The Tavern League of Wisconsin, along with other businesses, challenged Emergency Order 3, arguing that the order was invalidly enacted. The Tavern League explained that the order was “a general order of general application … in other words, it [was] a rule.” Thus, the Tavern League claimed the order was invalidly enacted because it required rulemaking procedures based on the Wisconsin Supreme Court’s decision in Wisconsin Legislature v. Palm.
DHS asserted that Emergency Order 3 was not a rule because it was issued under Wis. Stat. § 252.02(3), which “confer[s] well-delineated statutory power” to “close schools and forbid public gatherings in schools, churches, and other places to control outbreaks and epidemics.” Moreover, DHS argued that the order was not a rule under the court’s Palm analysis.
In a 4-to-3 decision, the Wisconsin Supreme Court found that the order was invalidly enacted and met the definition of a rule.

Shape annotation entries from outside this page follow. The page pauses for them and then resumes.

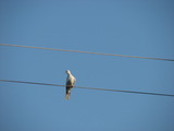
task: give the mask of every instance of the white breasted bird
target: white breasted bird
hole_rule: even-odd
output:
[[[71,90],[73,88],[76,79],[72,75],[72,73],[70,72],[70,70],[66,70],[66,74],[67,74],[67,79],[66,79],[66,93],[65,93],[65,98],[70,99],[70,95],[71,95]]]

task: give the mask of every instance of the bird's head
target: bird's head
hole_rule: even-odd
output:
[[[66,74],[71,74],[70,70],[66,70],[65,72],[66,72]]]

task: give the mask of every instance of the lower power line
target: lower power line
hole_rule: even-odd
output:
[[[24,81],[12,81],[12,80],[0,80],[1,82],[12,82],[12,83],[24,83],[24,84],[35,84],[35,85],[49,85],[49,86],[62,86],[65,85],[58,85],[58,84],[48,84],[48,83],[38,83],[38,82],[24,82]],[[159,94],[159,93],[147,93],[147,92],[135,92],[135,91],[122,91],[122,90],[108,90],[108,88],[95,88],[95,87],[82,87],[82,86],[74,86],[75,88],[85,88],[85,90],[98,90],[98,91],[110,91],[110,92],[122,92],[122,93],[133,93],[133,94],[145,94],[145,95],[157,95],[157,96],[171,96],[171,94]]]

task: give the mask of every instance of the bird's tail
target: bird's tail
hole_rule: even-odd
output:
[[[70,99],[71,88],[66,88],[65,99]]]

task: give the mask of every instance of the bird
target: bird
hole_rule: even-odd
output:
[[[70,70],[66,70],[65,73],[67,74],[66,78],[66,92],[65,92],[65,99],[70,99],[71,91],[76,82],[76,79],[72,75]]]

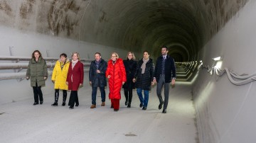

Wisconsin Stat. § 227.10(1) provides that “[e]ach agency shall promulgate as a rule each statement of general policy and each interpretation of a statute which it specifically adopts to govern its enforcement or administration of that statute. Thus, “a general order of general application” must follow rulemaking procedures. The court further explained that DHS’s action met all of the following Palm criteria for a rule:
(1) a regulation, standard, statement of policy or general order; (2) of general application; (3) having the effect of law; (4) issued by an agency; (5) to implement, interpret or make specific legislation enforced or administered by such agency.
As a result, the court held that “Emergency Order 3 should have been promulgated according to rulemaking procedures set forth in Wis. Stat. ch. 227. Because it was not, Emergency Order 3 was not validly enacted and was unenforceable.”